Cependant, malgré cette démarche claire, aucune réponse ferme n’est parvenue jusqu’à présent du côté du joueur lyonnais. Ni acceptation, ni refus catégorique.
Une posture attentiste qui commence à peser dans l’analyse du dossier. Face à ce silence, les responsables de la FAF ont choisi de changer d’approche : la balle est désormais dans le camp de Merah. Le message est limpide — la prochaine étape doit venir de lui.
Dans cette optique, les contacts ne devraient pas être relancés dans l’immédiat.
La Fédération souhaite avant tout percevoir des signaux positifs, des indices tangibles traduisant une réelle volonté de porter le maillot national. Sans ces garanties, le dossier est appelé à être mis en veille, sans pour autant être définitivement refermé.
D’un point de vue strictement sportif, la question mérite pourtant réflexion. Il paraît difficilement concevable que Vladimir Petković, sélectionneur national, écarte volontairement un joueur doté de qualités techniques reconnues, surtout dans un secteur de jeu où l’Algérie est en quête de nouvelles solutions.
Le profil de Merah correspond, sur le papier, aux besoins actuels : volume de jeu, formation de haut niveau et marge de progression importante.
Mais l’histoire récente rappelle que les relations entre les joueurs formés ou évoluant à Lyon et la sélection algérienne ont souvent été complexes. Retards dans les décisions, hésitations prolongées, dossiers sensibles… Les précédents existent et invitent à la prudence. Le cas Merah semble s’inscrire dans cette continuité, où le talent ne suffit pas toujours à accélérer le processus.

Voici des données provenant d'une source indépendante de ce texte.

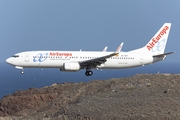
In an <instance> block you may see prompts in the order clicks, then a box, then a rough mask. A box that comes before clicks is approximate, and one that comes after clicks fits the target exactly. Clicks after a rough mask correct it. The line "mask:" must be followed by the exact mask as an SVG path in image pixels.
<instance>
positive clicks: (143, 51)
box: [132, 23, 171, 55]
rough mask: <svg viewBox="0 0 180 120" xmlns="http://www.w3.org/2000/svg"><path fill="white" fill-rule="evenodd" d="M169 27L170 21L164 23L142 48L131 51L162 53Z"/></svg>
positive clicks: (163, 49) (137, 51) (165, 44)
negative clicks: (157, 30) (149, 40)
mask: <svg viewBox="0 0 180 120" xmlns="http://www.w3.org/2000/svg"><path fill="white" fill-rule="evenodd" d="M170 28H171V23H165V24H164V25H163V26H162V27H161V28H160V29H159V31H158V32H157V33H156V34H155V35H154V36H153V37H152V39H151V40H150V41H149V42H148V43H147V44H146V45H145V46H144V47H143V48H140V49H137V50H133V51H132V52H151V53H152V54H153V55H158V54H163V53H164V51H165V48H166V43H167V40H168V35H169V31H170Z"/></svg>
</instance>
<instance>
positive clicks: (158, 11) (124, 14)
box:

Pour l’heure, les portes restent ouvertes. La FAF n’a pas acté de fermeture définitive du dossier, consciente que les trajectoires internationales peuvent évoluer avec le temps, la maturité et les choix de carrière. Néanmoins, la situation actuelle du joueur, combinée à son absence de réponse officielle, impose un ajournement du dossier jusqu’à nouvel ordre.
La conclusion s’impose presque d’elle-même : Merah demeure une option potentielle pour l’avenir des Verts, mais son intégration dépendra avant tout de sa capacité à clarifier sa position.
En attendant, le sélectionneur et la Fédération avancent, laissant au joueur le soin de décider s’il souhaite, ou non, écrire une page de son histoire sous les couleurs de l’Algérie.